Trainline PLC said ticket sales and revenue more than doubled in the past six months, reflecting a “strong post-Covid recovery” for the rail industry across Europe.

The online provider of rail tickets reconfirmed improved guidance expectations for the year to February 2023, with net ticket sales expected to grow between 18% and 27% on pre-pandemic levels, revenue to grow between 22% and 31%, and adjusted EBITDA to grow between 1.9% and 2.1%.

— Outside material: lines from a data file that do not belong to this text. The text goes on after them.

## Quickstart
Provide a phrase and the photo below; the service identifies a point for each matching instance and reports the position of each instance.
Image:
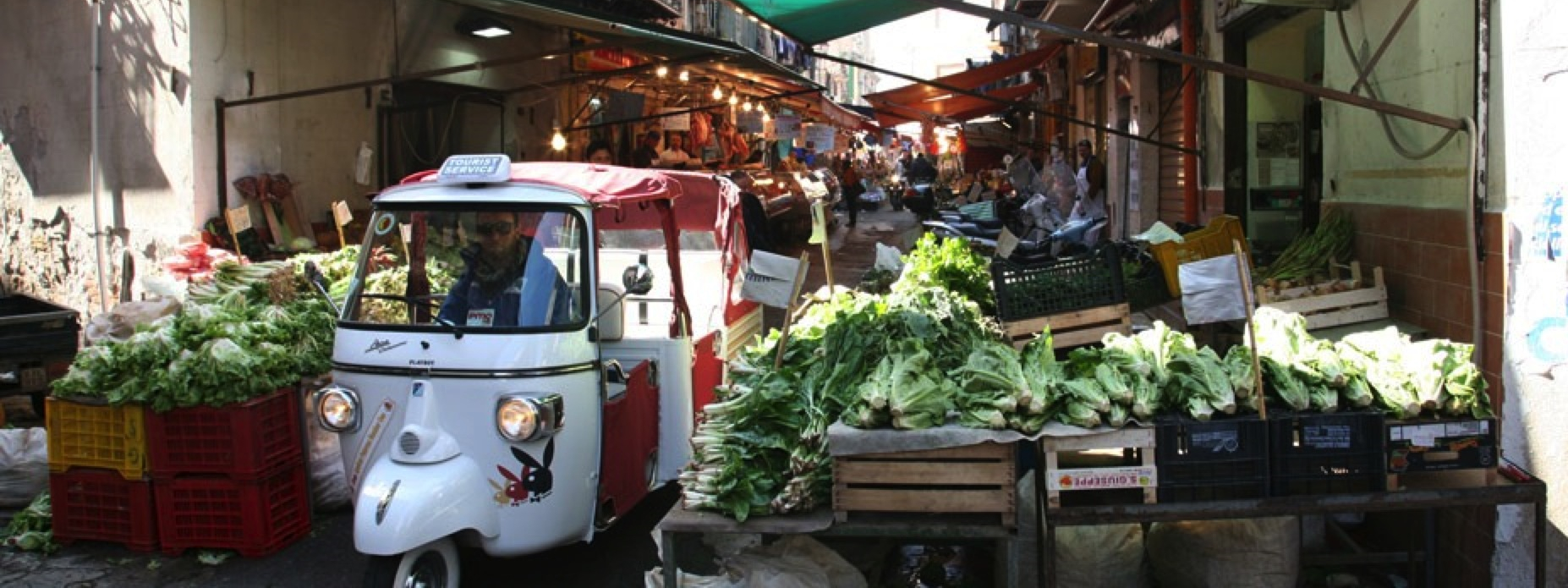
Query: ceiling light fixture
(483, 27)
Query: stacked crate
(97, 457)
(229, 477)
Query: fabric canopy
(820, 21)
(957, 107)
(969, 79)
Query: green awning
(820, 21)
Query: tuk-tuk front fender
(402, 507)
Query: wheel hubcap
(429, 571)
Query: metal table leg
(672, 569)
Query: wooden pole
(1252, 331)
(826, 250)
(789, 312)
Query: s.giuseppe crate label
(1103, 479)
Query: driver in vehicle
(507, 279)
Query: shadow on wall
(47, 126)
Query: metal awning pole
(963, 91)
(1200, 63)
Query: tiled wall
(1424, 262)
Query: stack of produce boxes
(97, 457)
(229, 477)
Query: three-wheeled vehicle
(501, 382)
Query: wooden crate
(1073, 328)
(1324, 308)
(974, 479)
(1066, 479)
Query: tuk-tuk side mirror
(637, 279)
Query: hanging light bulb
(558, 141)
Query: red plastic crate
(101, 505)
(251, 516)
(242, 441)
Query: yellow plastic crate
(1213, 240)
(96, 437)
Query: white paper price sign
(341, 213)
(238, 218)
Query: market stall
(1283, 422)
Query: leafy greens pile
(209, 354)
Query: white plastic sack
(1099, 556)
(888, 257)
(1211, 290)
(1225, 554)
(24, 464)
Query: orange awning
(971, 79)
(954, 107)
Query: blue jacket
(527, 301)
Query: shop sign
(820, 137)
(604, 58)
(786, 126)
(677, 121)
(1103, 479)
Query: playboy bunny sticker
(534, 481)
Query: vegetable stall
(1352, 422)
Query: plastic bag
(1220, 554)
(24, 464)
(1211, 290)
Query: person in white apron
(1090, 184)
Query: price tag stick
(1252, 330)
(789, 312)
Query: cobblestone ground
(326, 557)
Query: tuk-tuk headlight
(337, 408)
(526, 417)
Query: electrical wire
(1388, 126)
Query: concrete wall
(1529, 41)
(297, 44)
(46, 211)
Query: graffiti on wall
(1540, 297)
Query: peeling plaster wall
(1535, 350)
(253, 49)
(1428, 66)
(46, 207)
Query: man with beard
(508, 281)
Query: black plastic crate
(1441, 444)
(1325, 453)
(1215, 459)
(1059, 286)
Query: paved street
(326, 557)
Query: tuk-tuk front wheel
(433, 565)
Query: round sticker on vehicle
(385, 223)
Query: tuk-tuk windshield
(493, 268)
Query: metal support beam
(425, 74)
(965, 91)
(1200, 63)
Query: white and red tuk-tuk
(526, 404)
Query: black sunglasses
(499, 228)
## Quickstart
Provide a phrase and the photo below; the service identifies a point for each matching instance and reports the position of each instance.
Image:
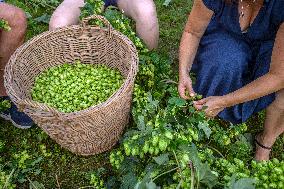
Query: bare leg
(145, 15)
(9, 41)
(67, 13)
(273, 128)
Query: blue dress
(228, 59)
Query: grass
(59, 168)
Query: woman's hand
(185, 85)
(213, 105)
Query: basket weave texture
(86, 132)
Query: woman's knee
(279, 101)
(66, 14)
(58, 22)
(144, 11)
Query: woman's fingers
(190, 89)
(181, 91)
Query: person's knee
(145, 11)
(17, 20)
(57, 22)
(279, 101)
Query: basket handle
(85, 22)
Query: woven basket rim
(132, 71)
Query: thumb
(200, 102)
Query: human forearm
(263, 86)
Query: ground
(60, 168)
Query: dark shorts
(109, 3)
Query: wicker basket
(89, 131)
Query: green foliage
(74, 87)
(4, 105)
(157, 148)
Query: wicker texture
(89, 131)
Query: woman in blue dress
(236, 49)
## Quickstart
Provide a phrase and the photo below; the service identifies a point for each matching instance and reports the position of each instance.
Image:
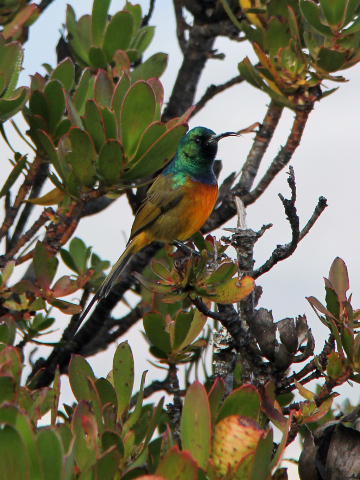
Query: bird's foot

For the six months to the end of August, net ticket sales grew 116% year-on-year to £2.2bn in the first half of 2023, 17% higher than the pre-Covid period in the 2019-20 financial year.

As ticket sales recovered, revenue jumped 112% to £165mln, 28% above the first half of FY2020.

UK consumer net ticket sales were £1.4bn, 100% higher year-on-year, and 45% higher than first half of fiscal 2020, reflecting the continued recovery in passenger volume, with UK industry passenger volume peaking at 95% of pre-Covid levels in August, “its highest level since March 2020.”

UK consumer revenue increased 93% year-on-year to £88mln, 30% higher than first half of fiscal 2020.

International consumer were up 81% to £452mln compared to first half of fiscal 2020, driven by a “resurgence of global inbound customers from the US”.

“Our strong performance in the first half was led by international consumer, where new product launches and brand campaigns are helping drive increased awareness of Trainline and record levels of customer acquisition in France and Italy,” said Jody Ford, chief executive.

This month will see the launch of ticket sales with new Spanish high-speed rail operator Iryo, ahead of its launch later this year, Ford added.

Trainline said it has revised its segmentation reporting, primarily to improve the allocation of costs between its business units and better reflect the operation of the business.

Shares of the company were trading down 1.93% to 357.26p.